Dr. Leslie Kernisan is the author of a popular blog and podcast at She is also a clinical instructor in the University of California, San Francisco, Division of Geriatrics.

Several approaches are used to treat urge incontinence (also called overactive bladder), which is the sudden and strong sensation of needing to use the bathroom, followed by a leakage of urine before this can happen. It's more common in older women, but many men are also affected.

First-line treatments:

Bladder training. Bladder training requires up to six weeks of dedicated effort but can be very effective. Not all doctors have the experience or time to coach patients through this method of learning to gradually gain better control over the bladder. One tactic is to try to develop a schedule for bathroom breaks and consciously delay urination until the set time. Gradually, the break times can be spaced farther apart. Biofeedback and electrical stimulation also are sometimes used to retrain the bladder.

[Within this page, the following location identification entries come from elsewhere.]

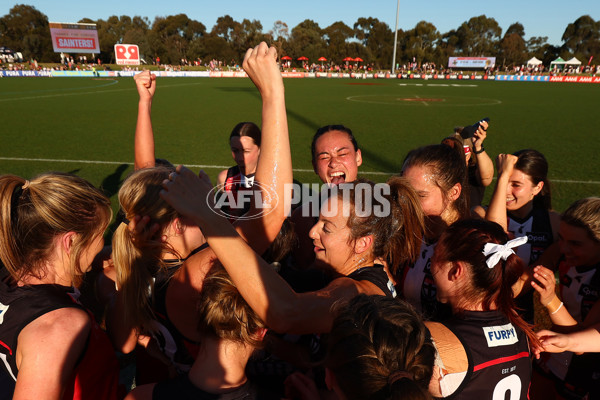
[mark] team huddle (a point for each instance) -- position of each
(408, 290)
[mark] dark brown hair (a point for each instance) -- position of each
(379, 348)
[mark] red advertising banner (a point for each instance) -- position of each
(74, 38)
(127, 54)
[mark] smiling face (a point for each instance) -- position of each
(335, 160)
(245, 153)
(520, 192)
(331, 238)
(577, 246)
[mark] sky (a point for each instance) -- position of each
(540, 18)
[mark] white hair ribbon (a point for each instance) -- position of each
(501, 251)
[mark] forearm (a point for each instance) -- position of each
(144, 136)
(496, 211)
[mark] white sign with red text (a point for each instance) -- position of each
(127, 54)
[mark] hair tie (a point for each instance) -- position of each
(396, 375)
(501, 251)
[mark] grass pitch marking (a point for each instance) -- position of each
(227, 166)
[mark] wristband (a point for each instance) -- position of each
(559, 307)
(553, 305)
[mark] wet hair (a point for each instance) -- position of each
(585, 214)
(447, 167)
(34, 213)
(397, 234)
(457, 143)
(223, 313)
(137, 262)
(249, 129)
(328, 128)
(379, 348)
(533, 164)
(464, 241)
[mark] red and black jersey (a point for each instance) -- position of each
(96, 375)
(498, 354)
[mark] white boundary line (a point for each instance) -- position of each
(227, 166)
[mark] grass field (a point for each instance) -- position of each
(86, 126)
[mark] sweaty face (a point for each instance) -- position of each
(520, 190)
(577, 246)
(245, 153)
(430, 195)
(331, 237)
(336, 161)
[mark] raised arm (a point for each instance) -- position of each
(145, 83)
(496, 212)
(274, 169)
(282, 309)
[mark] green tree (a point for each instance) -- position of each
(25, 29)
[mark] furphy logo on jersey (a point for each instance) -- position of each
(500, 335)
(3, 310)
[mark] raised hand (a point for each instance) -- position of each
(190, 194)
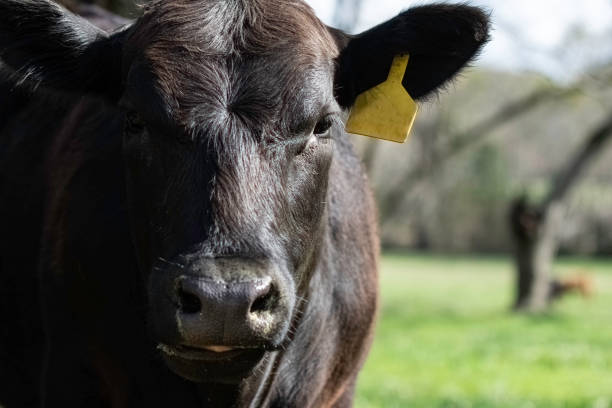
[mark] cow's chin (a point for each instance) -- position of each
(215, 365)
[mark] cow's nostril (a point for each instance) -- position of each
(188, 302)
(265, 301)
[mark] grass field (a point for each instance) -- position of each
(446, 338)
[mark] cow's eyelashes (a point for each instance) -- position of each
(133, 122)
(323, 125)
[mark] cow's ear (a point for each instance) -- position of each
(440, 40)
(43, 44)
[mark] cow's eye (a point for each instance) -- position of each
(133, 122)
(322, 127)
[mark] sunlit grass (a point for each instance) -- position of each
(446, 338)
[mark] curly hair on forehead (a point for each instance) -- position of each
(225, 27)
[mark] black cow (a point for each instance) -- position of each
(184, 222)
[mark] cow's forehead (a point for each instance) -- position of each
(254, 58)
(224, 27)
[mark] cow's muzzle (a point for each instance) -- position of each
(219, 314)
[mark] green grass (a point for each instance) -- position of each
(446, 338)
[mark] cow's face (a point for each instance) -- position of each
(228, 145)
(231, 109)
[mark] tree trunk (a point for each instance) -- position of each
(534, 229)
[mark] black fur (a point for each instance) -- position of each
(440, 38)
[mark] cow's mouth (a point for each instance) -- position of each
(210, 353)
(218, 364)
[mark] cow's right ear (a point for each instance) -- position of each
(43, 44)
(440, 39)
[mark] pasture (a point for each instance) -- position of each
(445, 338)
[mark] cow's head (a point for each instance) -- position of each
(231, 109)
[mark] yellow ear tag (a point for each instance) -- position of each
(386, 111)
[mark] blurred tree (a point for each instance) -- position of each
(534, 227)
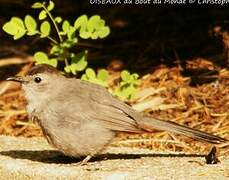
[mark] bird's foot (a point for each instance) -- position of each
(84, 161)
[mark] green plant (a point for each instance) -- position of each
(128, 86)
(68, 35)
(101, 78)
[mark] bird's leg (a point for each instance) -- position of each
(85, 160)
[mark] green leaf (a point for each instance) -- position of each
(125, 75)
(85, 34)
(40, 56)
(30, 23)
(19, 35)
(58, 19)
(104, 32)
(94, 35)
(66, 26)
(90, 73)
(84, 77)
(45, 29)
(10, 28)
(67, 69)
(53, 62)
(92, 23)
(37, 5)
(42, 15)
(31, 33)
(79, 62)
(15, 27)
(50, 6)
(81, 21)
(17, 21)
(102, 75)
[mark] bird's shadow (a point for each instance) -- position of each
(53, 156)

Dietary changes. Controlling fluid intake and avoiding acidic foods (which are known to irritate the bladder) are especially useful with this type of incontinence. But withholding fluids is dangerous. and cutting back should be done carefully to avoid dehydration. Generally it's best to distribute fluid intake evenly throughout the day so the bladder isn't overtaxed at one time. People with urge incontinence should limit themselves to less than eight ounces of liquid per meal and should stop taking liquids two hours before bedtime. Minimizing constipation is also important.

Next-line treatments:

Medication. Several types can be used, especially bladder-relaxing agents (antimuscarinics). These include oxybutynin (Ditropan), tolterodine (Detrol), trospium (Sanctura), solifenacin (Vesicare), and darifenacin (Enablex). These drugs do work, but sometimes not as well as patients want them to, reducing incontinence episodes by 0.5 to 1 episodes per day; it's something, but not a miracle cure. They also carry often-noticeable side effects, mainly dry mouth and constipation. These drugs can be risky for the elderly, as they've also been linked to falls, blurry vision, and confusion.

Last-resort measures:

After other treatments have proven ineffective, the doctor may recommend high-tech nerve treatments such as sacral nerve stimulators, special botox injections (which can lead to a need for catheterization), and last-resort surgery to decrease bladder pressure and to increase bladder storage area by surgically relocating a section of bowel.